Days after winning a rate increase that it said was needed to stave off damage to its credit rating, CPS Energy nonetheless had its rating
downgraded Monday by Moody's Investors Services.
Moody's dropped CPS's rating by one category based on the massive fuel charges it racked up during last February's Winter Storm Uri. The downgrade affects a combined $5.6 billion in outstanding debt, significant because the lower an entity's credit rating, the more it must pay to borrow money.
However, Moody's also noted in its report that the publicly owned utility faces better prospects than it did last fall due in part to the 3.85% rate increase San Antonio City Council
approved on Jan. 13. As a result, the utility's outlook jumped from "negative" to "stable."
When trying to convince council to approve its rate increase amid a crisis of customer confidence, CPS officials said the move was needed to protect its credit rating.
At issue in the Moody's downgrade is hundreds of millions in debt CPS was stuck with following Uri, one of the state's largest-ever natural disasters. Some $587 million of that debt is still in dispute with energy suppliers, Moody's notes.

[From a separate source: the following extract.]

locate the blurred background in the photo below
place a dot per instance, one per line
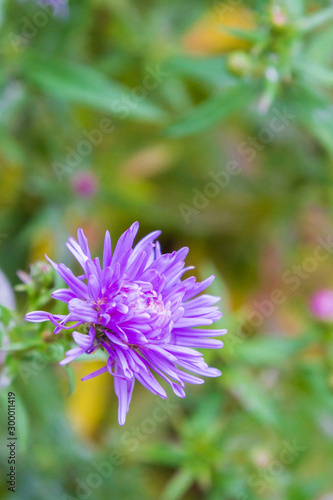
(213, 122)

Last year, the major rating agencies Fitch and S&P Global Ratings also dropped CPS Energy’s ratings in Uri's wake.
Moody's report also notes that the state of Texas has done little to fix problems with its power grid since the devastating freeze, which its analysts "considered in our assessment of environmental risk."
In
comments to the Express-News, CPS Chief Financial Officer Cory Kuchinksy said Moody’s downgrade put CPS’ ratings in line with utilities of comparable size.